La furgoneta pone entonces rumbo al Paseo Zorrilla para hacer la «ruta de los cajeros». Muy despacito -la poca circulación de la noche lo permite-, para ir comprobando si hay personas durmiendo dentro de estos pequeños habitáculos, recorre el kilómetro largo de la principal vía de Valladolid. En uno de ellos, como estaba previsto, los voluntarios encuentran a Juan y Rafael. Un vecino de la zona explica que ha llegado a haber hasta cinco personas pasando la noche en ese cajero, una de ellas una chica con tres perros. Ahora son sólo dos pero Rafael, que supera los 60 años y bien podría pasar por Papa Noel por su poblada barba blanca, es un viejo conocido al que por las mañanas, antes de las ocho, hora en la que tienen que abandonar el cajero porque el banco abre sus puertas, suelen llevar algún alimento con el que pueda desayunar.

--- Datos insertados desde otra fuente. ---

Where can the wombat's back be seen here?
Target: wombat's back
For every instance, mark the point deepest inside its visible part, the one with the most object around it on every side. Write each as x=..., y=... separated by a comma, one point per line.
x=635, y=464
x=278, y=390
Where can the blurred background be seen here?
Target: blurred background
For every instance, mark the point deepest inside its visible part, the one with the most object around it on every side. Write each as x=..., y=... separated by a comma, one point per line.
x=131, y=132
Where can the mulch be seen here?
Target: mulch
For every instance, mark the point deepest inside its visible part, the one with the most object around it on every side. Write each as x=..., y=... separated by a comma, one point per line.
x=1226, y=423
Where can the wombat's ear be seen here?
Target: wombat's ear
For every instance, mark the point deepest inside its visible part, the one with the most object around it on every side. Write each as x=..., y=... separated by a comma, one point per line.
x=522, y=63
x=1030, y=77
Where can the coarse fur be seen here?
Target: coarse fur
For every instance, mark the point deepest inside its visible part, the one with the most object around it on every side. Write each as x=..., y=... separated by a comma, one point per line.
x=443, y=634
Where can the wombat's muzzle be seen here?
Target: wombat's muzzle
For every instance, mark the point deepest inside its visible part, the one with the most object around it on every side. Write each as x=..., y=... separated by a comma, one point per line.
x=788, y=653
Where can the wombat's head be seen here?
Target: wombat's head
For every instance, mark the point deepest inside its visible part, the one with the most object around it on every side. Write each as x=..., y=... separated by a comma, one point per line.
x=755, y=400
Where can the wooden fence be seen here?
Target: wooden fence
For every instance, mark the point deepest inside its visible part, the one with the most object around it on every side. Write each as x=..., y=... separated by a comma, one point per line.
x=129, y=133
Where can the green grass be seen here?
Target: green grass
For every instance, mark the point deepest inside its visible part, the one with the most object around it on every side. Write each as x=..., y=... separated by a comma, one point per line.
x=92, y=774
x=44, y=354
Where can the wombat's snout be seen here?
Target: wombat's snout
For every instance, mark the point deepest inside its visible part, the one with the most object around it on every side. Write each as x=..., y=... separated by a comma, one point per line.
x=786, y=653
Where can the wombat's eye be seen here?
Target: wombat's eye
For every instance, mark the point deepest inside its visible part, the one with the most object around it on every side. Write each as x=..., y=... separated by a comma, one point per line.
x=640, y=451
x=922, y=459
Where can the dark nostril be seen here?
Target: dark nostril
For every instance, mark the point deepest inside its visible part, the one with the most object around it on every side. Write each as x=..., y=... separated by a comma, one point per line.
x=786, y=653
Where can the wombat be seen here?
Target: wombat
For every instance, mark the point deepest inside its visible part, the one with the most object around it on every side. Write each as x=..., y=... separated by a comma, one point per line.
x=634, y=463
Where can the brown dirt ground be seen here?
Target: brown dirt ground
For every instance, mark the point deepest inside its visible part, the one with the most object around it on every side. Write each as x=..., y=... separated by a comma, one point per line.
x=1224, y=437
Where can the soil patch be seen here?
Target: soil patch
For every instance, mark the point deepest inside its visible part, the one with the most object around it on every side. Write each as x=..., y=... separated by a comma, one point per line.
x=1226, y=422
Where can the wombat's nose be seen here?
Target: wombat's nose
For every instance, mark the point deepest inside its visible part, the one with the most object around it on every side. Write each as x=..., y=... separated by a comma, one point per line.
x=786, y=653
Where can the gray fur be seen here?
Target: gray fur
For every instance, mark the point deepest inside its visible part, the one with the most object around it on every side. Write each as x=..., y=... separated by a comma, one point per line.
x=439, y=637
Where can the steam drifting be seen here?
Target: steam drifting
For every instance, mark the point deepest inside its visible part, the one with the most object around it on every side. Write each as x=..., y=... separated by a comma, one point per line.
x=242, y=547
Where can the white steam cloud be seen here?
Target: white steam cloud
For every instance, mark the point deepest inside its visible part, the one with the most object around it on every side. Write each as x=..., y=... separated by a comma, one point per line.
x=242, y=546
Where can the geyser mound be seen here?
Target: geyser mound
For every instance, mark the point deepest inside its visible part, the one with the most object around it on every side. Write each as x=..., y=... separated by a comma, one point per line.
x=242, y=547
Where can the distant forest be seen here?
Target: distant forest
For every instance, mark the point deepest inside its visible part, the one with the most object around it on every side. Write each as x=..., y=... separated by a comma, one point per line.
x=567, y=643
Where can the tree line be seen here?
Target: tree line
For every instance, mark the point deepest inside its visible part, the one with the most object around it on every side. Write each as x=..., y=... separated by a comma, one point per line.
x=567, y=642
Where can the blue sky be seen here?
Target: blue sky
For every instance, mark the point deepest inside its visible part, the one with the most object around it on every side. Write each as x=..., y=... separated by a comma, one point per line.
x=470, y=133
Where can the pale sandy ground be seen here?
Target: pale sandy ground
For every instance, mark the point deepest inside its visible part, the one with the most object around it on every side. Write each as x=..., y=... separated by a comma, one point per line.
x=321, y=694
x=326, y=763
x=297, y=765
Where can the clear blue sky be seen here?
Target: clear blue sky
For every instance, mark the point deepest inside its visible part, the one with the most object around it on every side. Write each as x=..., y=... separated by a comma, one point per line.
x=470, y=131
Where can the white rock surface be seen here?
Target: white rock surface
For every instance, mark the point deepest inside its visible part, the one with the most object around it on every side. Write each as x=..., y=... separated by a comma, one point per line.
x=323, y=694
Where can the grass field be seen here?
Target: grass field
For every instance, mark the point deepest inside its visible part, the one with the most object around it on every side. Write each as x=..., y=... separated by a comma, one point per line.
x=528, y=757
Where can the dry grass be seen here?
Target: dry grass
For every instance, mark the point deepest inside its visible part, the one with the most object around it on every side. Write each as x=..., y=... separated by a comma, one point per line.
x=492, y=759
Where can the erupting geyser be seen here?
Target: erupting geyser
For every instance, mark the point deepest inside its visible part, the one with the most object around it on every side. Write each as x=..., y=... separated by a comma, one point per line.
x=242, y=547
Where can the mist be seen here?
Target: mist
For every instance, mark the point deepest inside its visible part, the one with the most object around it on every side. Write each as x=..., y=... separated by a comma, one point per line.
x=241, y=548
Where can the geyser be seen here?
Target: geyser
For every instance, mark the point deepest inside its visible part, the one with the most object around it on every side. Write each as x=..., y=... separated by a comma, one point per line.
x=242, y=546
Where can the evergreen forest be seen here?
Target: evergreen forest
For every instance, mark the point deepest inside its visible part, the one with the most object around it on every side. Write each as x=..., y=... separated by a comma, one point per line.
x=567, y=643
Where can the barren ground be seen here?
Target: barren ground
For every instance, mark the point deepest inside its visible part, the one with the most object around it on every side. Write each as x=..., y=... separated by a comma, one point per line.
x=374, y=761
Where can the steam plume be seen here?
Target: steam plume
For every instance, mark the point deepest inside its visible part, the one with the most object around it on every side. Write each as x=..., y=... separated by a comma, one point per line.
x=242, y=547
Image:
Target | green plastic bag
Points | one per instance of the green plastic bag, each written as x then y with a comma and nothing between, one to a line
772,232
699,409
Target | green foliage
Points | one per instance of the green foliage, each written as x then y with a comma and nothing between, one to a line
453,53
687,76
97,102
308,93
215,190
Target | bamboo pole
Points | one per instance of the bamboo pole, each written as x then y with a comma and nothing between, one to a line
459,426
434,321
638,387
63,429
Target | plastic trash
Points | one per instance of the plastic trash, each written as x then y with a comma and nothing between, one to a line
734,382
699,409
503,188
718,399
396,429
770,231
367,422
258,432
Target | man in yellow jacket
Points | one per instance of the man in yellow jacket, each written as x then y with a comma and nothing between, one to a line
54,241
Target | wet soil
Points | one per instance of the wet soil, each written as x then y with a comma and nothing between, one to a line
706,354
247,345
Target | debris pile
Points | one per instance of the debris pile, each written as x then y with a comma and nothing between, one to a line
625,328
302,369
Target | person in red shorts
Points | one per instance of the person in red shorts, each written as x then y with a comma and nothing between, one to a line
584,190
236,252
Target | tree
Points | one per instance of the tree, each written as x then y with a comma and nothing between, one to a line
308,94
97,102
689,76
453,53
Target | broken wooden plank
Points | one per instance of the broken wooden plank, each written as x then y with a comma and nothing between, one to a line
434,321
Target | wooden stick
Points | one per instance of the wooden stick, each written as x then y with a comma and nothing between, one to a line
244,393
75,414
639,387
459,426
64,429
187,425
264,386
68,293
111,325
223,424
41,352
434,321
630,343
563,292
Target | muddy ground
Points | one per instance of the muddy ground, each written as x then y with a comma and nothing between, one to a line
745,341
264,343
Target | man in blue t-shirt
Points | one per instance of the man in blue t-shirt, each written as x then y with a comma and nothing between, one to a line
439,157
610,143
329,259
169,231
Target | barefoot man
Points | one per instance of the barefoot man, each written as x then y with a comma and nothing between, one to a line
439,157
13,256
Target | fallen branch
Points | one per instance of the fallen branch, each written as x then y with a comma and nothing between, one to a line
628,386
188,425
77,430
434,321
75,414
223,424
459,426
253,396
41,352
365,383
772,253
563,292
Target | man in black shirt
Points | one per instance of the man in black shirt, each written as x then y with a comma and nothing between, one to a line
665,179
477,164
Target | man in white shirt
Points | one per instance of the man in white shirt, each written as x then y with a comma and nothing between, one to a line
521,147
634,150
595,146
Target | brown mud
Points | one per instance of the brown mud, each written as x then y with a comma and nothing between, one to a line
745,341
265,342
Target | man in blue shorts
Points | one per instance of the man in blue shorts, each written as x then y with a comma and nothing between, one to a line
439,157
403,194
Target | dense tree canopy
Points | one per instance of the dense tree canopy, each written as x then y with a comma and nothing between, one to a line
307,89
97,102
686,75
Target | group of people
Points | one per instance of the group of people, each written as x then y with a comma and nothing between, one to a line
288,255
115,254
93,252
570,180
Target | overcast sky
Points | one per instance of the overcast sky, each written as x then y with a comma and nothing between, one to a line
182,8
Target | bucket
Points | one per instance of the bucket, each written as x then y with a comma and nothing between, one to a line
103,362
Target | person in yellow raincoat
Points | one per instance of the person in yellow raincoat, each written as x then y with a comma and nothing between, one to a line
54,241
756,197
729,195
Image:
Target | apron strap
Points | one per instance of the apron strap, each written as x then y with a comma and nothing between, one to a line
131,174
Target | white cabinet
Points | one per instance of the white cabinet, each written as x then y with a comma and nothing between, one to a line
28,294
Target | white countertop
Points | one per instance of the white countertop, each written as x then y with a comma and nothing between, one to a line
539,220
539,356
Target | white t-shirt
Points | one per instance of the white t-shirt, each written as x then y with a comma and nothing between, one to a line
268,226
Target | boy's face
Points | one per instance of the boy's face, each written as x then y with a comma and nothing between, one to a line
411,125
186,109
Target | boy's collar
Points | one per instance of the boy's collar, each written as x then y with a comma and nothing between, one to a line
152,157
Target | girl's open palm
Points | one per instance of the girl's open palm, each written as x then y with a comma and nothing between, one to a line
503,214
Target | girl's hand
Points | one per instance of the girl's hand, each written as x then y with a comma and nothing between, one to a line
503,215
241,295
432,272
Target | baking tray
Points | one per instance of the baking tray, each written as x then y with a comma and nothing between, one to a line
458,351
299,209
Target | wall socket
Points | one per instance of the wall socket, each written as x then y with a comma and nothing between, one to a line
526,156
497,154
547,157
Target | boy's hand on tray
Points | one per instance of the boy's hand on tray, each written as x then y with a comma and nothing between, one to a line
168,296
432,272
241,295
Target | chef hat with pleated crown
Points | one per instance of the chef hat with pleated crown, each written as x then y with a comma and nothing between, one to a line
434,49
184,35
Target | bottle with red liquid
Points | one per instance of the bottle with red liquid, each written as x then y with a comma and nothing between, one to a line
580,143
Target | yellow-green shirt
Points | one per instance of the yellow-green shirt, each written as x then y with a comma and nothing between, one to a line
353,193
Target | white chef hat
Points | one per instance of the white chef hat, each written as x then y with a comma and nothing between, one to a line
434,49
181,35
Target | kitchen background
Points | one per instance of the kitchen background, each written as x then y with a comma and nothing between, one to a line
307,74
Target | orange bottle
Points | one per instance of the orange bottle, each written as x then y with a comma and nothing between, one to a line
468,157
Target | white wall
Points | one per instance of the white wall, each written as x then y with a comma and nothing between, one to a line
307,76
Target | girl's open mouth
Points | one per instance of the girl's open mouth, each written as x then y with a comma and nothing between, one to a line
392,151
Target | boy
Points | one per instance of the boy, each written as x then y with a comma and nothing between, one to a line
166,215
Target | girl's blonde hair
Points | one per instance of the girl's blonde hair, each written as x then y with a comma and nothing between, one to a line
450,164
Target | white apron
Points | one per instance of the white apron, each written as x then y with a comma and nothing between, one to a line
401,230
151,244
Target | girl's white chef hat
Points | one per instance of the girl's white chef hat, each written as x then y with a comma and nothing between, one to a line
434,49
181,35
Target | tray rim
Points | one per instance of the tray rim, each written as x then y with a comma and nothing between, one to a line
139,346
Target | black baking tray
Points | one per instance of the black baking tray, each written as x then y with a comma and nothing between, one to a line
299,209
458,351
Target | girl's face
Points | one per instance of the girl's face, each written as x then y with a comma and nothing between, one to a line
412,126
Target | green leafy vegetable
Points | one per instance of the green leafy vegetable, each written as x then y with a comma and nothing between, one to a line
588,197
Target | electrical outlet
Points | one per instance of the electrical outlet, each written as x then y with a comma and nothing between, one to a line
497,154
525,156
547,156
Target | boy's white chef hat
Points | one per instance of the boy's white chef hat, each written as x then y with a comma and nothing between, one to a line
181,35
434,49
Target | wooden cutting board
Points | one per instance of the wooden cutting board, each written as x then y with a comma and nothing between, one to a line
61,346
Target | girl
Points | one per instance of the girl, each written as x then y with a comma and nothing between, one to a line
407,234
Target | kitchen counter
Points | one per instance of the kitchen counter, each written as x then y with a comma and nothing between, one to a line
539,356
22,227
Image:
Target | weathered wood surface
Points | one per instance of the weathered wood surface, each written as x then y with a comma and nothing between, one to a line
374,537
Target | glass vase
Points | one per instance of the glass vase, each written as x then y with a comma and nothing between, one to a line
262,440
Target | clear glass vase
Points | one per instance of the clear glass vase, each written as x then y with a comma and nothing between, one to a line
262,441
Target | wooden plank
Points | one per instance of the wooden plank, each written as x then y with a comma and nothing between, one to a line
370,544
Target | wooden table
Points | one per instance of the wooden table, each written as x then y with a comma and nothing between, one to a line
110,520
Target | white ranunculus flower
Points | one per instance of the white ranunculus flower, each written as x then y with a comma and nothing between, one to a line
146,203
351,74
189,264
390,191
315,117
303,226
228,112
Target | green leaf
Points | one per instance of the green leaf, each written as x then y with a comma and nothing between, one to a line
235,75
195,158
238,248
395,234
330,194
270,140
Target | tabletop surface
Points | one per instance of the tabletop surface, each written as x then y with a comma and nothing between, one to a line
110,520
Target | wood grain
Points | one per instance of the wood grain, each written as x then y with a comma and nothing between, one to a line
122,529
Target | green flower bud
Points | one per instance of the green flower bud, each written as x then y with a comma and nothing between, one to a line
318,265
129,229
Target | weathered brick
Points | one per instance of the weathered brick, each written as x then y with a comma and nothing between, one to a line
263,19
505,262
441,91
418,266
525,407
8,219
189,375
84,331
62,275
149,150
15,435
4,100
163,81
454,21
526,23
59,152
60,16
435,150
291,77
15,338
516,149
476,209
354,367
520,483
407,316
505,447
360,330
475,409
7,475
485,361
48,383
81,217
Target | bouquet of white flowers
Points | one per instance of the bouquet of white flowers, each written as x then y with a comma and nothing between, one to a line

Ahora, de noche y aunque ya estaba durmiendo -su compañero no se ha llegado a incorporar- recibe con agrado a los tres representantes de Cruz Roja que le llevan un chocolate, pastelitos y agua. Cuando abandonan el local, un joven se dispone a usar el cajero con total normalidad, mientras Juan y Rafael permanecen tumbados, el primero dentro de un saco de dormir; el segundo, envuelto en mantas.

No muy lejos, otro «sin techo» descansa ya al abrigo del cajero. No está de muy buen humor porque sigue sin poder encontrar una habitación que pueda pagar con sus escasos recursos. Jorge y Salva charlan un rato con él mientras se toma su caldo y narra sus penurias. Tampoco José, que duerme no muy lejos en unas instalaciones públicas, está hoy de buenas. «No son días fáciles», le justifica María. Salir de la rutina complica mucho su ya difícil existencia, más aún cuando en Navidad la soledad pesa como una losa. Así que José se acerca a la furgoneta para recoger su caldo y su bollo y desaparece con rapidez, momento en el que los voluntarios de Cruz Roja descubren, tumbado en un banco, a un hombre de mediana edad al que hacía meses que no veían. Es la oportunidad perfecta para acercarse a él y, entre café y café, conocer su situación y entablar un primer acercamiento con ánimo de perdurar.

El reloj avanza hacia la una de la madrugada, pero aún quedan media docena de usuarios con los que contactar, así que la Unidad de Emergencia Social vuelve al centro de la ciudad para seguir callejeando con la única pretensión de hacer compañía a quienes peor lo están pasando.